I will and bequeath unto my well-beloved wife, Mary Sherwood, whom I make my Executor and Executrix, of this my Last Will, who shall pay the above-named legasies. And also the legasies underwritten.

As to my son, Steven Sherwood, I bequeath my dwelling-house and home-lot with all the buildings on this home-lot and all the lott that layd next to my home-lot on which I now live, excepting one-half acre, etc.

I will and bequeath unto my son, Matthew, all my upland and meadow lying on the other side of Uncawy Creek, namely on the east side of the said Creek;

I will and bequeath unto my daughter, Mary, ten pounds;

I will and bequeath unto my daughter, Ruth, ten pounds;

I will and bequeath unto my daughter, Abigail ten pounds;

I will and bequeath unto my son, Isaak, that dwelling-house next to my dwelling-house that I now live in, and also I give unto him with the building on that home-lot on which it standeth and he is to have the said half acre of land square off from the front, the whole wideance of the lott and soe downward.

I give and bequeath unto my loving and well-beloved wife, Mary Sherwood, all the estate, undivided, whom I make mine Executor and Executrix of this my Last Will, excepting a mare colt, which my son, Isaak, shall have and that to his use and profit presently.

I will that Steven have his portion when he is twenty years of age. And also that Matthew shall have his portion when he is twenty years old. And my son, Isaak shall have four acres of meadow, in the great meadow, which I bought of Peter Merritt and five acres in the new field, which he is to have at twenty years of age.        

To: Mary, Abigail and Ruth which I had by my last  wife ..................... etc., etc.

And I desire my well-beloved friends, Thomas Staples and Nathan Gold to be overseers of this my Last Will.        

Signed in the presence and witnesses of us this twenty-first day of July, 1655.

                                       (Signed)     THOMAS SHERWOOD, (his signature.)        

S E A L.    Witnesses:   Giles Smith, and John Tomson.                                            Proved: October ye 25th, 1655.                                                          ----------------------        


25 October 1655:  Oath was this day given to the Court that the above and foregoing said Will was the Last Will of Thomas (1) Sherwood, to their knowledge and ye Court approves of this ye sd Will.        

 (Signed)  William Hill Secrest (Secretary).


COPIA: An invoice of the estate of Thomas (1) Sherwood., Senr.,  of Fairfield, taken this 7th September 1655, by us, whose named are underwrotten:

                          (Here follows a long inventory).

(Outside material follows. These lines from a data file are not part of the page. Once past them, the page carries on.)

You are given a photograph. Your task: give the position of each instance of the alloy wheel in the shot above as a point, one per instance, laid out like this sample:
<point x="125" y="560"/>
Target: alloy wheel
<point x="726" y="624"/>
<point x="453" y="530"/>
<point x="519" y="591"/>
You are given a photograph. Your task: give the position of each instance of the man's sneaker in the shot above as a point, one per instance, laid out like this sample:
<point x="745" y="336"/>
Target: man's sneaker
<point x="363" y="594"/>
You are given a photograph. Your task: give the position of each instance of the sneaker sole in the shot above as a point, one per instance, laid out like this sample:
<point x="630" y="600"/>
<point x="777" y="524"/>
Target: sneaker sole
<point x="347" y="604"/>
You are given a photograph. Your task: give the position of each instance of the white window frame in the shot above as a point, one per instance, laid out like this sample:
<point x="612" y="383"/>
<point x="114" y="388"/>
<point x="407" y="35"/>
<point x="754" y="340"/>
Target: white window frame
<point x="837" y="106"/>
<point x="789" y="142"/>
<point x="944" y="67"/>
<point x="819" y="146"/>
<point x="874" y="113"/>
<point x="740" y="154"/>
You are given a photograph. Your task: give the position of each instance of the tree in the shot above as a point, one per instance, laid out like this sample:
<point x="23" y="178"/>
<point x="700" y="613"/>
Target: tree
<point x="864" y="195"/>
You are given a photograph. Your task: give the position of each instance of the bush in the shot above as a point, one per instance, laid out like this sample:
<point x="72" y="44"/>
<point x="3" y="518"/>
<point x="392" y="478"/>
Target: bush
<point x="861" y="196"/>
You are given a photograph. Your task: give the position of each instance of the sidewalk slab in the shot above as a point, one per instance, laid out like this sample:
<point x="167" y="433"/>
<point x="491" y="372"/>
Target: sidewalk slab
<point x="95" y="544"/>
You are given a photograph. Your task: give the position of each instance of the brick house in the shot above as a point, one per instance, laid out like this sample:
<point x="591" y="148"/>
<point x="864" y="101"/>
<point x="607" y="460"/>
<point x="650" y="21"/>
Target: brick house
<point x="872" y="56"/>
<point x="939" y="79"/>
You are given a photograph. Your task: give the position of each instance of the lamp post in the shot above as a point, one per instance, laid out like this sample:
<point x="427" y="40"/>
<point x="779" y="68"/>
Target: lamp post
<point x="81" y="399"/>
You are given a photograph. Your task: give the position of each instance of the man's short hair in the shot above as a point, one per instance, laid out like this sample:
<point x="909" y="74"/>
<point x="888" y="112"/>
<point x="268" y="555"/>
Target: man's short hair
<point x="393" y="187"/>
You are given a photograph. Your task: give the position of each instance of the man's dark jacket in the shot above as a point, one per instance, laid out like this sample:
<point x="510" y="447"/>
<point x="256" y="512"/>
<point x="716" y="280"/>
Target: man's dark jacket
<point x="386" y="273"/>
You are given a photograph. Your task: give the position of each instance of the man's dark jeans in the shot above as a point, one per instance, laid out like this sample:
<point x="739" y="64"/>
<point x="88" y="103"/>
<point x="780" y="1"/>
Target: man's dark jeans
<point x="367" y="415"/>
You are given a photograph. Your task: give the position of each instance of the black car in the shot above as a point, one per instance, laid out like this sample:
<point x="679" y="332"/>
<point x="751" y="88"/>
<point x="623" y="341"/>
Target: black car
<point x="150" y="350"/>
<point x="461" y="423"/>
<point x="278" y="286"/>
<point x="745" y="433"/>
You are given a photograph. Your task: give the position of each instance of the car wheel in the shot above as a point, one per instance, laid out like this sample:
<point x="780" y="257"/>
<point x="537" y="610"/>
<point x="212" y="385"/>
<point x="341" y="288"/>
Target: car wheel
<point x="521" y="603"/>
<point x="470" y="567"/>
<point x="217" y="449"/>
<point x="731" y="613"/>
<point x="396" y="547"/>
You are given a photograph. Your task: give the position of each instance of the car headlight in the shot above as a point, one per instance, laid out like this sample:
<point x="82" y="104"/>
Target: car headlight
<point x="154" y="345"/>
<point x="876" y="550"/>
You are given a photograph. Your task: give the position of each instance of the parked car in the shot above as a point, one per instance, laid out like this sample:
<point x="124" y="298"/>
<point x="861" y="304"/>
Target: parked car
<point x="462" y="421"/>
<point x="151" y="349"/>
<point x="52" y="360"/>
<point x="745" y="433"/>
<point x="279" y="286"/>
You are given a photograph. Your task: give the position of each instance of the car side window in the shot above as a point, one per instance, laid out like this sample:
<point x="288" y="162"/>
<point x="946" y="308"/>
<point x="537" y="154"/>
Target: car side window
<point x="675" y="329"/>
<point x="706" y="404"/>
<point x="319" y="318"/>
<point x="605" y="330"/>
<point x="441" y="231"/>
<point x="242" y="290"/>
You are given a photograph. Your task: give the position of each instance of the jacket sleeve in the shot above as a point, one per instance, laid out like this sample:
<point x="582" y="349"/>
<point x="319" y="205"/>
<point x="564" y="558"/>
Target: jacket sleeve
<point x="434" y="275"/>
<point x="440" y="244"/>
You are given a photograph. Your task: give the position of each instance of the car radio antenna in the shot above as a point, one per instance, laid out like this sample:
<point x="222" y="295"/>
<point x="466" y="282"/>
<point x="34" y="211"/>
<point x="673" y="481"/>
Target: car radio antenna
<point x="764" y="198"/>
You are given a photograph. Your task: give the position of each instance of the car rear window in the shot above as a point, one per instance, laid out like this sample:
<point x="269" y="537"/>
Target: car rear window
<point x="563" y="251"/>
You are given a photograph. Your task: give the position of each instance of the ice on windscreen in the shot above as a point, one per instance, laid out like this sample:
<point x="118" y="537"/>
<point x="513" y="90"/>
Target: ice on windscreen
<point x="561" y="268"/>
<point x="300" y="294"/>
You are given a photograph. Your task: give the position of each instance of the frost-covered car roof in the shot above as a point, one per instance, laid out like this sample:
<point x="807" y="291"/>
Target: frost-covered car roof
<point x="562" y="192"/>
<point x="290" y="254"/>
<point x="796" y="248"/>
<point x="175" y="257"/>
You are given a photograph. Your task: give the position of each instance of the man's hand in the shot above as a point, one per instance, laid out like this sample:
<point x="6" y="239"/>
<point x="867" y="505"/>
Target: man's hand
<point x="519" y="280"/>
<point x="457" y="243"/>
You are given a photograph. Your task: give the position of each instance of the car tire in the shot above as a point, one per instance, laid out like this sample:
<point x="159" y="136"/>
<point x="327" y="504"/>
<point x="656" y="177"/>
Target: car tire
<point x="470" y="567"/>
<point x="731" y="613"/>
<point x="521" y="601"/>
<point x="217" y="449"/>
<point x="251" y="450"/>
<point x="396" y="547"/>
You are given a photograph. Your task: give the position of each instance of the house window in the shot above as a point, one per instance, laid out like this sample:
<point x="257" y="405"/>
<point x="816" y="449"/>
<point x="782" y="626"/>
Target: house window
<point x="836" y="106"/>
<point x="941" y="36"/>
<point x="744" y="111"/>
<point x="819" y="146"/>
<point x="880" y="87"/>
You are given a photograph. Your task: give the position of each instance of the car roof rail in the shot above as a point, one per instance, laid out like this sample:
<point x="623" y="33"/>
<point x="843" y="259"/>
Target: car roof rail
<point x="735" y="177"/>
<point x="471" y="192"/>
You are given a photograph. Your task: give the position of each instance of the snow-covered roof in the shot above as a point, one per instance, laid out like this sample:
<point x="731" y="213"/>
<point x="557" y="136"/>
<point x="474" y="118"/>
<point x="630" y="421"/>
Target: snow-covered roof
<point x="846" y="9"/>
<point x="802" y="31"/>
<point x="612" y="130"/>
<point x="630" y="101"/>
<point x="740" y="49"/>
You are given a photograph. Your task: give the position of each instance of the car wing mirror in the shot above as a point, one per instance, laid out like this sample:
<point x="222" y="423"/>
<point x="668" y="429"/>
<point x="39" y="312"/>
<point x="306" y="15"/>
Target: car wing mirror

                                                                                                 L.  252:0s:0d,

                                                                                    Upland,                 140:0s:0d,

                                                                                                  L.  392:0s:0d.        


                               (Signed)           NATHAN GOLD,
             JOHN  BANKS,
             THOMAS STAPLES,             (.) his mark,
            THOMAS BARLOW,              (w) his mark.

                           25 October 1655:  The Court approves of the Inventory.

                                            (Signed)  William Hill,                  Secrest,

 (From this ancient and most interesting document it appears that Thomas (1) Sherwood was a man of considerable means, judging the wealth of that time.)